La enterocolitis necrotizante (ECN) es una emergencia médica neonatal grave que afecta principalmente a bebés prematuros, por lo que la recomendación de realizar deporte no aplica a los pacientes durante la fase aguda, sino a los supervivientes que presentan secuelas a largo plazo. Una vez superada la etapa neonatal, la actividad física es recomendable siempre que sea supervisada por un equipo multidisciplinar, adaptándose a las posibles complicaciones digestivas o nutricionales residuales de la enterocolitis necrotizante.
Muchos supervivientes de la enterocolitis necrotizante pueden enfrentar desafíos como el síndrome de intestino corto, adherencias abdominales o problemas de absorción nutricional. Estas condiciones pueden limitar la tolerancia al ejercicio intenso. Es fundamental evaluar si el paciente presenta estomas, cicatrices abdominales o riesgos de hernia antes de prescribir cualquier rutina de ejercicio tras un diagnóstico de enterocolitis necrotizante.
Para aquellos que han superado la enterocolitis necrotizante, el enfoque debe ser gradual y personalizado. Las actividades de bajo impacto suelen ser las más seguras para evitar estrés innecesario en la pared abdominal. Se recomienda priorizar:
La frecuencia e intensidad deben ajustarse según la tolerancia del niño. Es crucial vigilar signos de malestar abdominal, dolor o fatiga extrema.

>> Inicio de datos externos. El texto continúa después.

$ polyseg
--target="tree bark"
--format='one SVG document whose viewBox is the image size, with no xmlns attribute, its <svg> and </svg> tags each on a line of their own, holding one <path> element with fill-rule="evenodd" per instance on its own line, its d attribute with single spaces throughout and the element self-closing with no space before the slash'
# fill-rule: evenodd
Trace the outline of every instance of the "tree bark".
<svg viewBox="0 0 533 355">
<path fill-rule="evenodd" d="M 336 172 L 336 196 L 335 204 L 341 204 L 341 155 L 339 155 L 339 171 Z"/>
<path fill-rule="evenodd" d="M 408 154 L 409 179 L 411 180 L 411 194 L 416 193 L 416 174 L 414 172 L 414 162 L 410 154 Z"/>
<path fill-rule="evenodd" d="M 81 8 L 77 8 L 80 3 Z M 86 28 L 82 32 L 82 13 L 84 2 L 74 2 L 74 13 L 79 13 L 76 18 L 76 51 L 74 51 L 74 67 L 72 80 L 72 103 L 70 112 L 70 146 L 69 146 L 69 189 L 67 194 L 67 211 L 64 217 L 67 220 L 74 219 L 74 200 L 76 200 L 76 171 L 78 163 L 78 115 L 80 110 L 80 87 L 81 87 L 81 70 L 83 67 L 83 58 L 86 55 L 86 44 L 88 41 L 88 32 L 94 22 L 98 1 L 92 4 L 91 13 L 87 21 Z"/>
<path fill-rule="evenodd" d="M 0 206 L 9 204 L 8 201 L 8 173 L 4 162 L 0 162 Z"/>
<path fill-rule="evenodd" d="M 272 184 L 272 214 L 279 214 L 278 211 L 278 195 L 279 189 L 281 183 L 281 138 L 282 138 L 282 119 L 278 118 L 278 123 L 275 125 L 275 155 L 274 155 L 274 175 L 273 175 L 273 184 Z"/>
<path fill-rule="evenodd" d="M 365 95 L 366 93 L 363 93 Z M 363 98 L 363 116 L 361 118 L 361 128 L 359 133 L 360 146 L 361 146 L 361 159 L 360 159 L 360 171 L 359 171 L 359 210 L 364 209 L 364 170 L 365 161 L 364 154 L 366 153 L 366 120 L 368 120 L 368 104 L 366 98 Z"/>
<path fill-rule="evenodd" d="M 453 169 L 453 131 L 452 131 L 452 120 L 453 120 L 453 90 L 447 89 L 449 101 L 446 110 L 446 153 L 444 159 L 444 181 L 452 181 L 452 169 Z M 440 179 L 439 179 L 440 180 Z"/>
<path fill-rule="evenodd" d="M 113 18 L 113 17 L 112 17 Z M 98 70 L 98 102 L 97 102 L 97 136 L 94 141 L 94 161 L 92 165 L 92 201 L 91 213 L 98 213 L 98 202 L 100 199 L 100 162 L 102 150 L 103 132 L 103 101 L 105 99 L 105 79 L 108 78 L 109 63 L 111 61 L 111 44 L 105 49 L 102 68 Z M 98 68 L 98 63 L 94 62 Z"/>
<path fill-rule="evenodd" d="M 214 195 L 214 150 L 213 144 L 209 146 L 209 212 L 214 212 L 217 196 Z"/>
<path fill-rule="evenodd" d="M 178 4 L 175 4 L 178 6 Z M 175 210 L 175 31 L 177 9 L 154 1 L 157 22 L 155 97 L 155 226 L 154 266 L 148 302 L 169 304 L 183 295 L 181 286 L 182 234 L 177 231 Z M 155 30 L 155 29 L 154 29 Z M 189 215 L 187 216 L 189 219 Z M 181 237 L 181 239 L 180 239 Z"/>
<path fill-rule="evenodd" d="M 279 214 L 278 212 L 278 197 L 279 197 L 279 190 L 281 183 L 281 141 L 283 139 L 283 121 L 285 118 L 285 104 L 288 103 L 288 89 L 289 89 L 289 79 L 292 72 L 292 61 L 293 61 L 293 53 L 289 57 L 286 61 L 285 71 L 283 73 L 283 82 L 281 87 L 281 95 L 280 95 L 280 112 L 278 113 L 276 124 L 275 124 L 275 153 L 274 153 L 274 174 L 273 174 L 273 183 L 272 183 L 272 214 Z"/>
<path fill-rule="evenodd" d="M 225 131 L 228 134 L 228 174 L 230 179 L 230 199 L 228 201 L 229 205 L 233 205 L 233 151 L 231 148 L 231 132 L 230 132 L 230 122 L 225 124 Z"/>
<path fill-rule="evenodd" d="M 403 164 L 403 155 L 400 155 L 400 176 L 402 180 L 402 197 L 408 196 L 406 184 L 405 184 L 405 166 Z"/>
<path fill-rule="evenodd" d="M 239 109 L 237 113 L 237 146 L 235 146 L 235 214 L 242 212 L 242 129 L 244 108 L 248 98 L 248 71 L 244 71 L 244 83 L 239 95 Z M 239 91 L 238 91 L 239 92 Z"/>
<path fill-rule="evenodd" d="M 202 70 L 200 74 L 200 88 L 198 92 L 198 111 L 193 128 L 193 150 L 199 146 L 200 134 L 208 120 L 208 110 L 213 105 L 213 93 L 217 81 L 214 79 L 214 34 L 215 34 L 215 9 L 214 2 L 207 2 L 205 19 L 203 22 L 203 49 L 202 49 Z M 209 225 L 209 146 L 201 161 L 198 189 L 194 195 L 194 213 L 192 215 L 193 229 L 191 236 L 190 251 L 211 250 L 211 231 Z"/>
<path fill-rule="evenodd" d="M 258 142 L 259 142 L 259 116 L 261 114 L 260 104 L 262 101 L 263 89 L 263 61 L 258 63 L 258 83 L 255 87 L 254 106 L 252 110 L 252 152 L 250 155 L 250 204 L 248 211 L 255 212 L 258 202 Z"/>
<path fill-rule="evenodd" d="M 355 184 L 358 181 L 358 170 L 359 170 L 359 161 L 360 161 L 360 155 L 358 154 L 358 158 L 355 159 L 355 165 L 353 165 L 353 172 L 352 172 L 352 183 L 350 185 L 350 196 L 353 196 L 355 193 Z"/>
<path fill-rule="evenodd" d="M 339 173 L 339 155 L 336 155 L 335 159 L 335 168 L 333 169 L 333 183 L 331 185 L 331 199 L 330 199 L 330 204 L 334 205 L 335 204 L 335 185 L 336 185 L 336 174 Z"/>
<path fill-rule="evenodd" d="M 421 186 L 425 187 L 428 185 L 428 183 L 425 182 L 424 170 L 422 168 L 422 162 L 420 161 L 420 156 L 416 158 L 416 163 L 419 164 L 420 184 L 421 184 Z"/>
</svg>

En la comunidad de DiseaseMaps, 38 personas con enterocolitis necrotizante comparten experiencias que sugieren que la escucha activa del cuerpo es la mejor guía para evitar complicaciones tardías derivadas de la enterocolitis necrotizante.
Descargo de responsabilidad: Esta información tiene fines educativos y no sustituye el consejo médico profesional, el diagnóstico o el tratamiento proporcionado por su médico especialista.